At least 30 of those infected required hospitalization. Two developed the kidney-damaging hemolytic uremic syndrome (HUS). No deaths were reported.
CDC says it might not be including illnesses that have occurred since Nov. 22 because of the time lag in reporting.
It was widely reported that the popular St. Louis grocery store chain Schnucks was at the center of the investigation, and items from its salad bars were collected and tested. However, the CDC report refers to the retailer only as "Chain A."
"During October 10 to November 4, 2011, public health officials in several states and CDC conducted an epidemiologic study by comparing foods eaten by 22 ill and 82 well persons, including 45 well persons who shopped at grocery store Chain A during the week of October 17, 2011," says the report.

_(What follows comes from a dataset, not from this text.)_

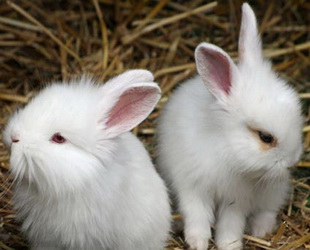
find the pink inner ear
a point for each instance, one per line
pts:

"Ill persons (85 percent) were significantly more likely than well persons (46 percent) to report eating romaine lettuce in the week before illness. Ill persons (86 percent) were also significantly more likely than well persons (55 percent) to report shopping at grocery store Chain A."
The report continued: "Among ill and well persons who shopped at grocery store Chain A, ill persons (89 percent) were significantly more likely than well persons (9 percent) to report eating a salad from the salad bar at grocery store Chain A."
Although several different types of lettuce were offered on the salad bar, "of 18 ill persons who reported the type of lettuce eaten, 94 percent reported eating romaine lettuce. No other type of lettuce or other item offered on the salad bar was reported to be eaten by more than 55 percent of ill persons."
The grocery chain fully cooperated with the investigation, the CDC noted, and voluntarily removed suspected food items from all its salad bars on Oct, 26, 2011.
Romaine lettuce served at the grocery chain's salad bars had come from a single lettuce processing facility via a single distributor, who the CDC did not identify. Investigators then tried to determine if the same lettuce had gone to university campuses in Minnesota and Missouri, where there were outbreak patients.
While they found that the lettuce went to the Minnesota campus, records were inadequate to show whether romaine from the same lot was sent to the Missouri campus.
According to Donnelly, the investigation fell apart because of poor record keeping by the California grower. And by the time investigators could conduct a preliminary inspection at the California farm, the romaine lettuce harvest was over and production there had ceased.
"The practice of holding back names of distributors and producers is not altogether uncommon, but nonetheless troubling," said food safety attorney Bill Marler, the publisher of Food Safety News.
Marler called on Schnucks to do two things -- "release the names of both the farm and distributor and make sure the medical bills of their customers are covered."